Defines W1/W3 projections, SiLU gate, elementwise product, W2 projection, dimensional contracts, and memory/performance characteristics.
Implementation evidence: this topic is grounded in the reviewed GGUF.MiRust.com source snapshot. It documents observed code and artifacts without claiming broad deployment, model quality, or production readiness.
gate = W1 × x
up = W3 × x
hidden[i] = silu(gate[i]) × up[i]
out = W2 × hidden
Shapes
W1 and W3 produce ffn_size values from the hidden state. W2 returns to hidden_size. The inspected TinyLM-16M shape uses hidden 512 and FFN 2048.
Activation
SiLU is implemented directly as x / (1 + exp(-x)). The elementwise gate and up projection are combined into reusable FFN scratch.
Cost concentration
Three large matrix-vector products per layer make FFN weights and memory bandwidth a dominant decode cost. q8/q4 direct matvec reduces bytes read but remains scalar.
Tests
Core operations include known-vector tests and shape-failure tests. Trained-model validation still requires reference layer outputs and tolerance budgets.
Scope
This starter page defines the questions, boundaries, evidence, and failure modes that should be recorded before a capability is presented as supported.

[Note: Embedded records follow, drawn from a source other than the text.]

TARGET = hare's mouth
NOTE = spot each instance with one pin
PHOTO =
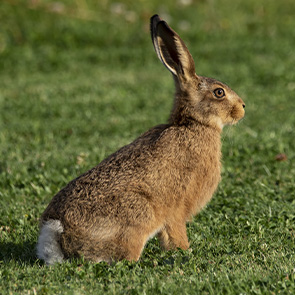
(237, 114)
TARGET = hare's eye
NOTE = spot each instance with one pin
(219, 92)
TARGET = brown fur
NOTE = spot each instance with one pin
(158, 182)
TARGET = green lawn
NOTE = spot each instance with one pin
(79, 79)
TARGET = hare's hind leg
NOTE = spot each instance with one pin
(48, 247)
(174, 236)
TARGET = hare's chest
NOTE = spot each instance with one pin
(203, 183)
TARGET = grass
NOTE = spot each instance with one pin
(80, 79)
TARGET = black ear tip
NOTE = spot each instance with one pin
(155, 19)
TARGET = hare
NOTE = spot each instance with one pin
(154, 185)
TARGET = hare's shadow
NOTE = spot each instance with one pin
(23, 252)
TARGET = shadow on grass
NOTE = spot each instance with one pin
(24, 252)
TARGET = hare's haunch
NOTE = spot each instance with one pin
(153, 185)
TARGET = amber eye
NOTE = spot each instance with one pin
(219, 92)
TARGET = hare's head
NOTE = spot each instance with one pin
(198, 98)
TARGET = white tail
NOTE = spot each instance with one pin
(48, 247)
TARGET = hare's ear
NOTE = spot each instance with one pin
(170, 49)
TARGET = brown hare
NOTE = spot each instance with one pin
(154, 185)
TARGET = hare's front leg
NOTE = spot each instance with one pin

Engineering considerations
- Identify the source, version, target environment, and owner.
- Separate observed values from estimates and externally reported values.
- Record trade-offs, unsupported cases, and fallback behavior.
- Link performance statements to a compatible benchmark methodology.
Verification questions
- What exact artifact, revision, backend, and environment were reviewed?
- Which assumptions could change the result?
- Which data should be retained so another engineer can reproduce the conclusion?